Harold Koh at Opinio Juris: “Killing OBL was Legal.”

20 May 2011, 0012 EDT

Like Robert Haddick, though for different reasons, I was glad to see a State Department spokesperson publicly issue the legal justification for the manner in which the OBL raid was carried out.* Also as a blogger, I was delighted to see the explanation take the form of a much-trumpeted guest post at Opinio Juris.

Slightly disappointed, however, at the content of the post, posted earlier today.

To begin with, Harold Koh focuses solely on jus in bello concerns, although important legal questions were about whether it was legal to conduct the raid on Pakistani soil. I can imagine a number of ways you could argue that case, any of which would have been fascinating from a norm development perspective, so I’m disappointed the State Department is so opaque on this.

Koh also spends over half the post simply pasting in his comments on drone warfare last year – interesting since drones weren’t even used for this operation. It makes some sense, however, given that the real issue with drones isn’t the drones – it’s targeted killings.
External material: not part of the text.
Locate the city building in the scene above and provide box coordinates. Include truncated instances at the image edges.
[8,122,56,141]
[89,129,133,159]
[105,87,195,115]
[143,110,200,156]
The most interesting part of the argument, however, and what we should watch for commentary on in the next few days, is Koh’s comments on the law of surrender – addressing the conditions under which bin Laden would have been captured instead of killed. Here is what he writes:

Consistent with the laws of armed conflict and U.S. military doctrine, the U.S. forces were prepared to capture bin Laden if he had surrendered in a way that they could safely accept. The laws of armed conflict require acceptance of a genuine offer of surrender that is clearly communicated by the surrendering party and received by the opposing force, under circumstances where it is feasible for the opposing force to accept that offer of surrender [my emphasis]. But where that is not the case, those laws authorize use of lethal force against an enemy belligerent, under the circumstances presented here.

Now, I do not understand the law of surrender perfectly, and when I went to look it up I had a hard time identifying the appropriate clauses, though I’ll update this post as soon as I hear back from people trained in the nuances of Hague and Geneva law. (Help, Stephanie?) But in my non-lawyer’s understanding the requirement to accept surrender if it is requested is not contingent on any contextual understanding of whether in the judgment of belligerents the circumstances render it ‘feasible’.**

Milbloggers who have commented on the bin Laden raid echo this understanding – here for example is Ghosthawk:

Look, in war, if someone is attempting to surrender, you have a legal and moral obligation to accept that surrender.

Ken Anderson, on the other hand, who is actually a lawyer, tells us at Volokh Conspiracy that Koh’s articulation is entirely consistent with both treaty law and the UCMJ:

This is the international law standard in the laws of war for surrender, and it is the standard applied in operational law by US JAG in operations in Afghanistan on a regular basis — in conventional operations as well as special operations. I had some fears that, in order to present what was apparently a marvelously clean operation in terms of targeting and collateral damage in its most favorable light, the administration might be tempted to raise the bar on the law of surrender. It is an act in the law of war that is much more fraught and difficult in many circumstances than it might appear. But the Legal Adviser has stated the law as it is, and as it is operationally applied by US forces on a regular basis.

Unfortunately Ken doesn’t point us to the specific provisions in his post, so that we can interpret them for ourselves. I hope to get you more on this as my own understanding improves, and I can’t wait to use this as a case study in Rules of War next year.

The open thread on Koh’s remarks is here.

*(More on the latest details of the raid here. Kavetching about the coverage of raid details here.)

**To be absolutely clear, I am not claiming that bin Laden tried to surrender, or that Seals were required to offer him that option if he didn’t ask for it. I’m saying that hypothetically if he had asked for it, I am unfamiliar with conditions under which it would have been legal for troops to then kill him anyway due to it being “infeasible” to accept his surrender.